The ordinance’s failure puts to rest an issue that has been discussed since March and lacked significant community support during city council meetings and two public hearings. Not a single community member had come forward to support the ordinance until the July 21 meeting, while several Karnes City citizens spoke against the proposed ordinance on several different occasions.

The ordinance would have given the Karnes City Police Department authority to detain loose livestock, an authority that will remain strictly with the sheriff’s department. Critics of the ordinance expressed concerns that language was too vague and many aspects of it unenforceable. Additionally, Chapter 142 of the Texas Agriculture Code addresses many of the same issues addressed by the failed local ordinance.
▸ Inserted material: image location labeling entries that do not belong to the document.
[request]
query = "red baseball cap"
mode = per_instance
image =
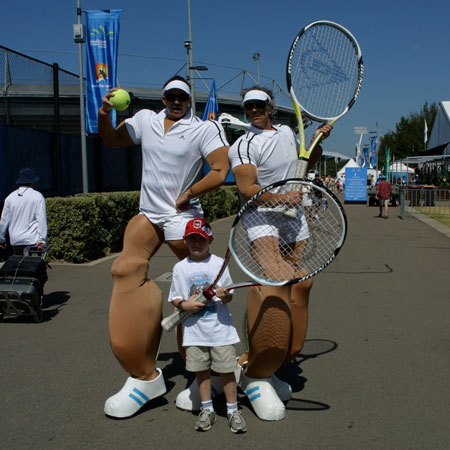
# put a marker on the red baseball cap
(198, 226)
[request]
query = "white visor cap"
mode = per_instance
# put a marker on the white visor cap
(177, 84)
(256, 94)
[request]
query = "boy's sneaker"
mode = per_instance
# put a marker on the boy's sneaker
(237, 422)
(205, 420)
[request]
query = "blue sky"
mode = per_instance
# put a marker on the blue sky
(405, 45)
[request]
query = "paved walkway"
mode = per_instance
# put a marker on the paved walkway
(373, 375)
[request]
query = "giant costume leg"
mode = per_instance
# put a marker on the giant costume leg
(299, 311)
(134, 319)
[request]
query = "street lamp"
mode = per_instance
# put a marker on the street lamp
(257, 57)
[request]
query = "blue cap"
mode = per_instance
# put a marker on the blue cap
(27, 176)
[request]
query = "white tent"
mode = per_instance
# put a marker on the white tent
(440, 134)
(351, 163)
(231, 121)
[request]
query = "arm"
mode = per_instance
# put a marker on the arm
(112, 137)
(218, 162)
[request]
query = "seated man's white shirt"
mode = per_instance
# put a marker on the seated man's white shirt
(24, 217)
(173, 161)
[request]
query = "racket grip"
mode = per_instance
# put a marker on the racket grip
(172, 320)
(301, 168)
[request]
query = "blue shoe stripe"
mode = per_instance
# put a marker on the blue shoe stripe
(254, 397)
(250, 391)
(139, 402)
(137, 391)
“Any law that we put in place is always rife with considerations and concerns and things that make life more difficult,” Karnes City Mayor Don Tymrak said. “From what I’ve seen at these meetings and public hearings, I don’t see how I could get behind this at all.”

Tymrak kept the floor open for 15 minutes July 21 during the second public hearing for the failed animal ordinance. Upon opening the meeting, Tymrak asked those in attendance if anyone was prepared to speak in support of the ordinance, and initially saw no hands raised. The one community member who did speak in favor of the ordinance took issue with individuals who keep animals in the city limits.

“I have a problem with people who have animals in a small area,” she said. “There is a smell of urine, of feces, the flies. I didn’t buy a house in town to have animals in town.”

City Administrator Larry Pippen, who recommended not adopting the ordinance, said that concerns of this nature could be addressed by the city’s health and nuisance ordinances.

Robinson, who was the lone voice of dissention in voting down the ordinance, briefly explained its origins before voting took place.

“I’m somewhat opposed to the ordinance as written because I don’t think loose livestock is as much of a problem as what’s written,” he said. “When I brought this to Larry (Pippen’s) attention it was more to address people having animals on a city lot. We need to delineate what the acreage is… something that says if you are on a city lot you can or can’t have chickens. What I think we need is to have something that addresses that in the city... That was the whole point of what I wanted from this and then it went off in a completely different direction.”